Skip to contents

Includes the following checks:

  • contains required columns (variable_name, short_label, type, choices, origin, status)

  • required columns complete (no missing values)

  • no duplicated values in column variable_name

  • no non-valid values in columns type, origin, status, indirect_identifier

  • for coded-list type variables:

    • no missing choices

    • no incorrectly formatted choices (expected format is "value1, Label 1 | value2, Label 2 | ...")

Usage

valid_dict(dict, verbose = TRUE)

Arguments

dict

A data frame reflecting a data dictionary to validate

verbose

Logical indicating whether to give warning describing the checks that have failed.

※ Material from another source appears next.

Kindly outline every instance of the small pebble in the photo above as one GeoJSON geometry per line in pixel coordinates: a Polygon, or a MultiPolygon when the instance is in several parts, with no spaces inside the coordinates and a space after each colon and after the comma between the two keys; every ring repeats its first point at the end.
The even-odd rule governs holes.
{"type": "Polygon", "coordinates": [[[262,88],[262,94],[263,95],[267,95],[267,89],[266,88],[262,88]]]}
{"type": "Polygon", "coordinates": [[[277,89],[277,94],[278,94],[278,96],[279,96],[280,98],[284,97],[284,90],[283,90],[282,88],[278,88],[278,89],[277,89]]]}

Defaults to TRUE.

Value

TRUE if all checks pass, FALSE if any checks fail

Examples

# read example dataset
path_data <- system.file("extdata", package = "datadict")
dat <- readxl::read_xlsx(file.path(path_data, "linelist_cleaned.xlsx"))

# generate data dictionary template from dataset
dict <- dict_from_data(dat, factor_values = "string")

# dictionary column 'indirect_identifier' must be manually specified (yes/no)
dict$indirect_identifier <- "no"

# check for validity
valid_dict(dict)
#> [1] TRUE